わたしの人生にとって、かなり「歴史的」な出来事なのです。
とてもとても、重要なことなのです。



詳細は、メルマガ『あふりかくじらの自由時間』に書く予定。


新しく出た本などを買い込み。
真ん中は、パトリック・カリナンとベッシーの手紙のやり取りを、パトリックの解説付きでまとめたもの。
あまりにすばらしく、読書に夢中。






やるべきことがあるのにねぇ・・・。




==========

上記の本は"Imaginative Trespasser"by Patrick and Wendy Cullinan

2007年07月07日(土)



 暗く明るく、また暗く。

停電。
そして5分くらい戻り、また停電。その繰り返し。
今夜はとくに苛立つ。

5分のすきに、大急ぎで焼き茄子を調理してみた。途中、電気が切れたが余熱でできあがる。本日の夕食、シリアル(最近は牛乳不足でスーパーでも手に入らないので牛乳なし)、そして焼き茄子。
炊飯器を仕掛けたが、途中で二度ほど各一時間ばかり停止しているのでふっくらご飯は無理であろう。

ああ。パソコンのバッテリももうなくなってきた。


今日は、また精神状態ぼろぼろに逆戻り。
すべての人に対して、悪態をつく。一刻も早くこの場所を去りたい。ジンバブエには住んでいたいが、いまの職場環境や周囲の環境はもはやわたしには苦痛でしかない。

今日の停電は、いつもより数倍の精神的ダメージ。
救いようがない。


明日から出かける。
わたしの人生の中で、「歴史的」であるはず。
大事な瞬間なのに、わたしはまだ日常の瑣末なことに大きなダメージを受けている。

縁を切りたい。
周囲の人間すべてと。


2007年07月03日(火)



 紅茶とはちみつで。

やばい。
風邪気味だ。というか、完全に風邪だね。

水曜日からお出かけするというのに、なんだこれは。
今回ばかりはケープタウン行きがキャンセルになったときの二の舞にはなるまい。

ルイボスティーにマロンデラ産のはちみつをたらして、身体が温まったらもう眠ります。何も考えずに眠ります。まだ午後七時なのでありますけれどもね。ベッドに入りましょう。

こんな夜に限って、電気はきちんときています。

おやすみ。


あ、今日医務室から取得してきた風邪薬を服用いたしますよ。



2007年07月02日(月)



 シルバーのチョーカー。

土曜日の午前中、ハラレのちょっと郊外にあるパトリック・マブロスのお店へ。土曜日というのに、パトリックの工房は忙しそう。
それでも、あたたかく迎えてくれたパトリック。熱心にわたしの注文と自分の見立てを分析しながら、ひとつのアイディアをつくってくれた。シャープなシルバーのチョーカーが欲しかったのである。

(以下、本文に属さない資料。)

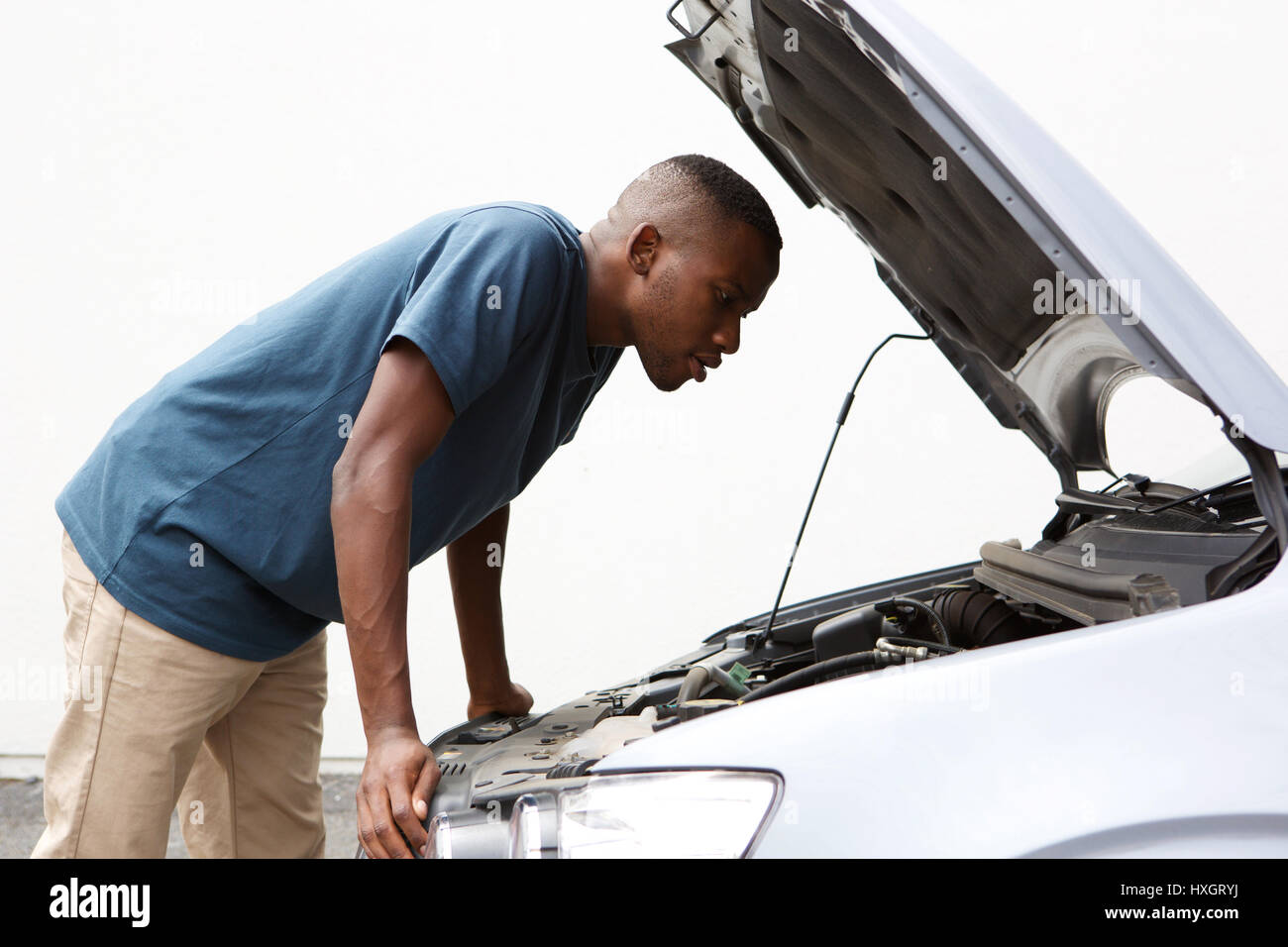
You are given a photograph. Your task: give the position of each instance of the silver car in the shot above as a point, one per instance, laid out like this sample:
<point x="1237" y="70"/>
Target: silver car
<point x="1120" y="688"/>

こうして、セミ・オーダーメイドにしてくれるパトリックは、自分の持っているものに自身を持ちなさいといってくれた。
背が高くて独特の雰囲気があるのなら、気後れせずにおおぶりのアクセサリーを身につけなさいと。

ハラレ郊外にあるこの場所のことは、これまで何度かここにも書いてきた。
いつもは職場のひとたちと一緒にいたけれど、ひとりでくるのは初めて。
紅茶を出してくれ、熱心に見立ててくれる職人パトリック。
このうつくしい丘の上の風景に心が解放されていく。こんなに落ち着いた気持ちになれるなんて、早くひとりでくればよかった。邪魔もいないし。
やっぱり旅することも、こういう自分にとってごく個人的で大切なことも(自分の中でこのシルバーのチョーカーをつくってもらうことは、とても意味のあることなので)、ほんとうにひとりでやるべきなんだな。そういう当たり前のことに気づかされた。
風が心地よい。



ハラレ中心部に戻ってきてカフェでゆっくりしたあと、ふと思い出してアボンデールの映画館へ。
ディカプリオ主演の『ブラッド・ダイヤモンド』が上映されていることを思い出した。

紛争ダイヤモンドのことや少年兵のことは、アフリカ研究をしていればもう何度となく聞かされてきたむごい話だけれど、これをここまで迫力ある映像にするとは、なんとすばらしいことなのだろう。
監督はもとより、出演者もすばらしい。ディカプリオもすばらしかったが、とくに、ソロモン役のジャイモン・フンスーには圧倒された。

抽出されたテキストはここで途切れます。